То есть в той злосчастной гостиной произошло два убийства почти по одному сценарию – только мотивы были разные. Нина, как и Алена почти век спустя, грохнулась в обморок. Очнулась она от дикого крика своего отца. Он держал за грудки Николая и что есть мочи тряс его. Нина не могла допустить, чтобы погиб и Николай. Дед Лукичев, совладав с эмоциями, быстро принял решение.
О существовании потайной ниши в стене ни Николай, ни Нина раньше не знали. Дед нажал на нужный кирпичик, и стена отошла. Затем Лукичев приказал дочери принести шкатулку с ее драгоценностями, которые она, перебираясь в квартиру родителей, обычно привозила с собой. Ничего не понимая, Нина принесла ее.
Дед поставил труп Савватея в нишу, а шкатулку положил между его ног. Потом снова нажал на кирпич, и стена закрылась.

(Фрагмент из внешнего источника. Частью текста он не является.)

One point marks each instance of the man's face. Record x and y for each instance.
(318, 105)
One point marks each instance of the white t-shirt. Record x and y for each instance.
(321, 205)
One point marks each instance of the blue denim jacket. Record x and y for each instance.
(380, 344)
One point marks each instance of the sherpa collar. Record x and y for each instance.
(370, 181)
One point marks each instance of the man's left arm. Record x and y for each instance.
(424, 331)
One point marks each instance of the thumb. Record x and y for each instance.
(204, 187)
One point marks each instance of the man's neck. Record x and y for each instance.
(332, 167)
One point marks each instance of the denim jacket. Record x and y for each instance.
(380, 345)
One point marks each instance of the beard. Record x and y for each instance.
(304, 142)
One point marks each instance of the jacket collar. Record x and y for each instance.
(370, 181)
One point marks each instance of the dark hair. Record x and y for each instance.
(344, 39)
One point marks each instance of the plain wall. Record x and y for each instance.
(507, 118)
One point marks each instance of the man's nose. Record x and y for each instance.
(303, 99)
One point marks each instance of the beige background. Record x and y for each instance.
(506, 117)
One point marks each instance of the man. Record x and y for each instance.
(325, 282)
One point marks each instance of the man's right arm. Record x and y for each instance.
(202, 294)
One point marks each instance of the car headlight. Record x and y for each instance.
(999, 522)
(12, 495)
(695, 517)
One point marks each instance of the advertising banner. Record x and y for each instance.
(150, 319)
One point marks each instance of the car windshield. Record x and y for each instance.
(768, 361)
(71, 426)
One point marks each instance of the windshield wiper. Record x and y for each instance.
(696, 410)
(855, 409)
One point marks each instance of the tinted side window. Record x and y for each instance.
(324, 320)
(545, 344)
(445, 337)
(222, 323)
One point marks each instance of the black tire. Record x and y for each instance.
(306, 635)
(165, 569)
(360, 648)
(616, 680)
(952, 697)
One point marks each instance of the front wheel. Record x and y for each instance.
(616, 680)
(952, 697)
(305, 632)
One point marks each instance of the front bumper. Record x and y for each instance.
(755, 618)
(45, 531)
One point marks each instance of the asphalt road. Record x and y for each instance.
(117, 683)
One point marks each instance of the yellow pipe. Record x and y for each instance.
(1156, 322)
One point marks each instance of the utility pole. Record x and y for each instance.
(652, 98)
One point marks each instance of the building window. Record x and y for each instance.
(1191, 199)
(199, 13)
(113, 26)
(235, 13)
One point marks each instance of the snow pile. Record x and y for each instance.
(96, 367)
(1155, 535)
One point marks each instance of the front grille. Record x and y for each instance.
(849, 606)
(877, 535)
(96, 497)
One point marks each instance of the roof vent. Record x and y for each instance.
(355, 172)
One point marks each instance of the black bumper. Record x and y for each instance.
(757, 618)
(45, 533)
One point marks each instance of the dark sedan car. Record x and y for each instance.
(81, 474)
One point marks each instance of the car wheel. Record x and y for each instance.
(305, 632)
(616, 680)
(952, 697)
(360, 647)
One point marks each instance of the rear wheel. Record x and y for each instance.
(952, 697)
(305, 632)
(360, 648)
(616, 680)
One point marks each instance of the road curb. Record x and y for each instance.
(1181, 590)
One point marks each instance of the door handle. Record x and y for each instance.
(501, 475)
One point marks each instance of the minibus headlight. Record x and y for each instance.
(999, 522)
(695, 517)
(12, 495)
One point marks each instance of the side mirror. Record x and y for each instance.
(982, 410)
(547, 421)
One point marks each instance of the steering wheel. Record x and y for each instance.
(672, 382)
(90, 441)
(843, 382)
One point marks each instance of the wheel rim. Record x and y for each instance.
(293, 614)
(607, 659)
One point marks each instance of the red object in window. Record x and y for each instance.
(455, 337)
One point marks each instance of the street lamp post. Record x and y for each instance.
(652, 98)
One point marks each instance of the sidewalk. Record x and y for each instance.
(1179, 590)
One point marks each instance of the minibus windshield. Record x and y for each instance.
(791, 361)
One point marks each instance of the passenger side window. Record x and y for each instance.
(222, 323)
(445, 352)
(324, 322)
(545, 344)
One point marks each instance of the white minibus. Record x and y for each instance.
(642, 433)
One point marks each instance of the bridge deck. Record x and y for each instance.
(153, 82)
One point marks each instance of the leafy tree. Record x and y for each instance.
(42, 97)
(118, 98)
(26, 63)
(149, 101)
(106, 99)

– Ты немедленно отправишься в Париж, – приказал он оставшемуся в живых зятю. – И будешь жить там, пока я не разрешу тебе вернуться. А ты, – повернулся он к Нине, – останешься здесь и будешь выходить из дома только тогда, когда я разрешу. И только под присмотром. И вы оба будете молчать.
Нина долго рыдала, но противиться не смела. Николай уехал в Париж, забрав с собой сына от первого брака, до этого проживавшего у его матери.
Шел тысяча девятьсот четырнадцатый год. Худо-бедно Николай обустроился в Париже и писал Нине письма, направляя их на адрес своей матери. Та по возможности переправляла их Нине.
После смерти матери в тысяча девятьсот пятнадцатом году Николай приезжал в Россию, но деда об этом в известность не ставил. С Ниной встретиться они не смогли, но теперь у Николая были средства для того, чтобы принять Нину во Франции, – если той каким-то образом удастся приехать. Он продал усадьбу, в которой жила его мать, и получил в наследство кое-какие драгоценности.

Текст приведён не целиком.